Metal-substrate SOI integrated circuits technologies for 10GHz clock operation

用于 10GHz 时钟操作的金属衬底 SOI 集成电路技术

• 批准号: 10305022
• 负责人: OHMI Tadahiro
• 金额: $ 22.78万
• 依托单位: TOHOKU UNIVERSITY
• 依托单位国家: 日本
• 项目类别: Grant-in-Aid for Scientific Research (A)
• 财政年份: 1998
• 资助国家: 日本
• 起止时间: 1998 至 1999
• 项目状态: 已结题
• 来源: https://kaken.nii.ac.jp/grant/KAKENHI-PROJECT-10305022/
• 关键词: gas isolated interconnect; metal gate; high-permittivity gate insulator; metal-substrate SOI; シリサイド反応; 陽極化成; 多孔質シリコン; エピタキシャル

The purpose of this research project is to develop an ideal device structure for use in ultra-fast and ultra-high-density integrated circuit, I.e., gas isolated interconnect structure, metal-gate, high-permittivity gate insulator, metal-substrate SOI CMOS LSI. These technologies will increase integrated circuits operating frequency up to 20 GHz although 1 GHz was recognized as the upper limit in the present technology. In order to establish this device structure as industrial products, we have developed several excellent technologies based on the ultraclean processing concept, as follows :I) Low-temperature Si epitaxial growth technology, II) Kr/OィイD22ィエD2 low-temperature oxidation technology, III) SiィイD23ィエD2NィイD24ィエD2 gate dielectric formation technology by microwave excited high-density plasma, IV) Low-temperature ultra-shallow source/drain junction formation technology, V) Low-resistivity bcc-phase Ta gate electrode formation technology by Xe plasma sputtering, VI) Giant-grain copper interconnects technology using TaNィイD22ィエD2 diffusion barrier layer, VII) Low-resistivity tantalum-silicided junction formation technology using Si-encapsulated silicidation technique, VIII) characterization technique of electrically active interface defects for SOI MOS device.These results lead not only to the realization of ultrahigh-speed devices but also to the establishment of a number of advanced processing technologies which certainly will become the main stream in microelectronics in sub-100 nm era, impacting greatly the semiconductor manufacturing technology in future.

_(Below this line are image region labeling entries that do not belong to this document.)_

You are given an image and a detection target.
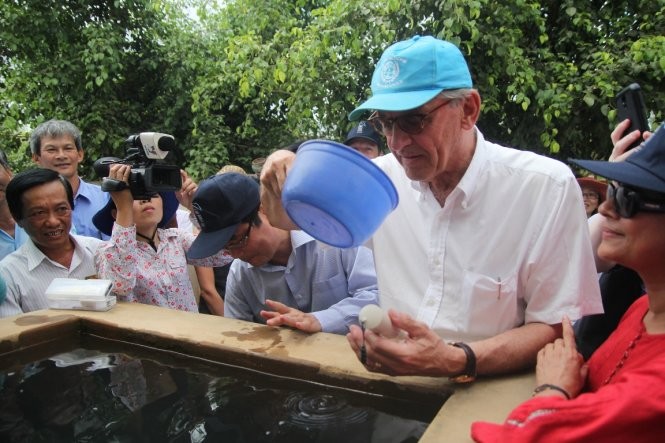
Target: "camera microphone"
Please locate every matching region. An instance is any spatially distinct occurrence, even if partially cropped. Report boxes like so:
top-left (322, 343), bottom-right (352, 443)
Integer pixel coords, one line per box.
top-left (157, 136), bottom-right (175, 151)
top-left (92, 157), bottom-right (122, 177)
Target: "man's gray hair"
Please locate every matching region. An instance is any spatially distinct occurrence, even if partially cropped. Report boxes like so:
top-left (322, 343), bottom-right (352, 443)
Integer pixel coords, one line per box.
top-left (30, 120), bottom-right (83, 155)
top-left (437, 88), bottom-right (473, 102)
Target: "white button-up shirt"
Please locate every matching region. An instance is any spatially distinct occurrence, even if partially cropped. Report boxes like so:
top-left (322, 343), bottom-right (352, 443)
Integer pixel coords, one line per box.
top-left (370, 130), bottom-right (602, 341)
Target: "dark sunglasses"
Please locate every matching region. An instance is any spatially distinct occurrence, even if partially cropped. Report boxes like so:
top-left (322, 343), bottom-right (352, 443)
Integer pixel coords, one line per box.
top-left (367, 100), bottom-right (452, 135)
top-left (607, 182), bottom-right (665, 218)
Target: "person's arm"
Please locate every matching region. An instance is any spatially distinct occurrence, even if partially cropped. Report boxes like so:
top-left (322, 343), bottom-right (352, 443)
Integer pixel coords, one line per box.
top-left (95, 164), bottom-right (137, 296)
top-left (194, 266), bottom-right (224, 317)
top-left (224, 260), bottom-right (254, 321)
top-left (261, 247), bottom-right (378, 334)
top-left (0, 268), bottom-right (23, 318)
top-left (312, 246), bottom-right (379, 334)
top-left (471, 319), bottom-right (665, 442)
top-left (347, 309), bottom-right (560, 377)
top-left (261, 149), bottom-right (300, 231)
top-left (175, 169), bottom-right (198, 212)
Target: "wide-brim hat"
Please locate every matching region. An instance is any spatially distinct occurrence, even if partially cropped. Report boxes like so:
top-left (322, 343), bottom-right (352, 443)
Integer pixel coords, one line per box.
top-left (344, 120), bottom-right (383, 152)
top-left (349, 35), bottom-right (473, 120)
top-left (92, 192), bottom-right (180, 235)
top-left (569, 124), bottom-right (665, 193)
top-left (187, 172), bottom-right (261, 259)
top-left (577, 177), bottom-right (607, 203)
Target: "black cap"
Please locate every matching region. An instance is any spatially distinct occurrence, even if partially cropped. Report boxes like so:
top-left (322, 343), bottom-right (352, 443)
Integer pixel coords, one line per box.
top-left (344, 120), bottom-right (383, 152)
top-left (569, 124), bottom-right (665, 193)
top-left (187, 172), bottom-right (260, 259)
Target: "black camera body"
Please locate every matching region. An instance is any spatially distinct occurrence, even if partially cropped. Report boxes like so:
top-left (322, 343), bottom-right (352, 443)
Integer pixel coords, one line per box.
top-left (93, 132), bottom-right (182, 200)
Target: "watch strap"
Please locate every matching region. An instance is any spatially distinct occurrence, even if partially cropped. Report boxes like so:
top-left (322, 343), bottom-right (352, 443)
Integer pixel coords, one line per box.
top-left (450, 341), bottom-right (476, 383)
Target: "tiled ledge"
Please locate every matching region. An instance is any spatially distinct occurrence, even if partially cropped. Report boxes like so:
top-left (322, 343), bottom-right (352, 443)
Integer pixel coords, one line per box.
top-left (0, 303), bottom-right (533, 443)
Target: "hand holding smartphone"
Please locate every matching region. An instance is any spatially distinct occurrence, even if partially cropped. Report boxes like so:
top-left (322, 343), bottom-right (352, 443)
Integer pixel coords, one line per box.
top-left (616, 83), bottom-right (649, 150)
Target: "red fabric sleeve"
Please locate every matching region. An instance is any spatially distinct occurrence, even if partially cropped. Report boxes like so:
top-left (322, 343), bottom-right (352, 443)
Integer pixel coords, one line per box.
top-left (471, 356), bottom-right (665, 443)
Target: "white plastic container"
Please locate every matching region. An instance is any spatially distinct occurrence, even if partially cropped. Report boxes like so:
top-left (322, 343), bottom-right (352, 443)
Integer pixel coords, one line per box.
top-left (46, 278), bottom-right (116, 311)
top-left (358, 305), bottom-right (405, 339)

本研究项目的目的是开发一种用于超快速、超高密度集成电路的理想器件结构，即气体隔离互连结构、金属栅极、高介电常数栅极绝缘体、金属衬底SOI CMOS LSI。这些技术将把集成电路的工作频率提高到20 GHz，尽管目前的技术中公认的上限是1 GHz。为了建立这个设备结构作为工业产品,我们开发了基于超净处理的几个优秀的技术概念,如下:1)低温硅外延生长技术,2)Kr / OィイD22摊位ィエD2低温氧化技术,3)如果ィイc15ィエD2NィイD24ィエD2栅极绝缘层形成由微波兴奋高密度等离子体技术,(四)低温超浅源/排水结形成技术,V) Xe等离子溅射低电阻率bcc相Ta栅电极形成技术，VI)利用TaN γ γ γ扩散势垒层的大晶粒铜互连技术，VII)利用si封装硅化技术的低电阻率钽硅化结形成技术，VIII) SOI MOS器件电活性界面缺陷表征技术。这些成果不仅实现了超高速器件，而且建立了一系列先进的加工技术，这些技术必将成为亚100纳米时代微电子技术的主流，对未来的半导体制造技术产生重大影响。

项目成果

T.Ohmi: "Formation of Ultra-Shallow and Low-reverse-bias-current Tantalum-silicided Junctions Using a Si-Ea capsulated Silicidation Techniyus"Jpn.J.Appl.Phys.. 87. 4277-4283 (1998)

T.Ohmi：“使用 Si-Ea 封装的硅化技术形成超浅和低反向偏压钽硅化结”Jpn.J.Appl.Phys.. 87. 4277-4283 (1998)

T.Ohmi: "Gate Oxide Reliability Concerns in Gate-Metal Sputtering Deposition Process: An Effect of Low-Energy Large-Mass Ion Bombardment"Microelectronics Reliability. 39・3. 327-332 (1999)

T.Ohmi：“栅极金属溅射沉积过程中的栅极氧化物可靠性问题：低能量大质量离子轰击的影响”微电子可靠性39・3。

T. Ohmi: "Thin and Low-Resistivity Tantalum Nitride Diffusion Barrier and Giant-Grain Copper Interconnects for Advanced ULSI Metallization"Jpn. J. Appl. Phys.. Vol. 3, Part 1, No. 4B. 2401-2405 (1999)

T. Ohmi：“用于高级 ULSI 金属化的薄且低电阻率氮化钽扩散势垒和巨晶粒铜互连”Jpn。

T. Ohmi: "Gate Oxide Reliability Concerns in Gate-Metal Sputtering Deposition Process : and Effect of Low-Energy Large-Mass Ion Bombardment"Microelectronics Reliability. Vol. 39, No. 3. 327-332 (1999)

T. Ohmi：“栅极金属溅射沉积过程中的栅极氧化物可靠性问题：以及低能大质量离子轰击的影响”微电子可靠性。

T.Ohmi: "Improvement of Gate Oxide Reliability for Tantalum-Gate MOS Devices Using Xenon Plasma Sputtering Technology"IEEE Trans. On Electron Devices. 45.11. 2349-2354 (1998)

T.Ohmi：“使用氙等离子体溅射技术提高钽栅 MOS 器件的栅氧化物可靠性”IEEE Trans。